In fact, Biden crushed Trump in Wayne County, a Democratic stronghold that includes Detroit, by a more than 2-1 ratio on his way to winning Michigan by 154,000 votes, according to unofficial results.
Earlier this week, the county's two Republicans canvassers blocked the certification of votes there. They later relented and the results were certified. But a person familiar with the matter said Trump reached out to the canvassers, Monica Palmer and William Hartmann, on Tuesday evening after the revised vote to express gratitude for their support.
Then, on Wednesday, Palmer and Hartmann signed affidavits saying they believed the county vote “should not be certified.” They cannot rescind their votes, according to the Michigan secretary of state. The four-member state canvassing board is expected to meet Monday and also is split with two Democrats and two Republicans.
Trump appears intent on pushing the issue. He has invited Michigan's Republican legislative leaders, Senate Majority Mike Shirkey and House Speaker Lee Chatfield, to the White House, according to two officials familiar with the matter who were not authorised to speak publicly.
The two have agreed to go, according to one official, but they haven't commented publicly, and it's not clear what the purpose of the meeting is.
The Michigan Legislature would be called on to select electors if Trump succeeded in convincing the state's board of canvassers not to certify Biden's 154,000-vote victory in the state.
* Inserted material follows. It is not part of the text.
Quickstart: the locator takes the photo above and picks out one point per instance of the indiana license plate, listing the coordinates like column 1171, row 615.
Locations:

But both legislative leaders have indicated they will not try to overturn Biden's win.
“Michigan law does not include a provision for the Legislature to directly select electors or to award electors to anyone other than the person who received the most votes,” Shirkey's spokeswoman said last week.
During a press conference in Wilmington, Delaware, on Thursday, Biden said Americans are “witnessing incredible irresponsibility, incredibly damaging messages are being sent to the rest of the world about how democracy functions." He added, “I just think it's totally irresponsible.”
Earlier, Trump personal attorney Rudy Giuliani and others had held a press conference to allege a widespread Democratic election conspiracy involving multiple states and suspect voting machines. But election officials across the country have said repeatedly there was no widespread fraud.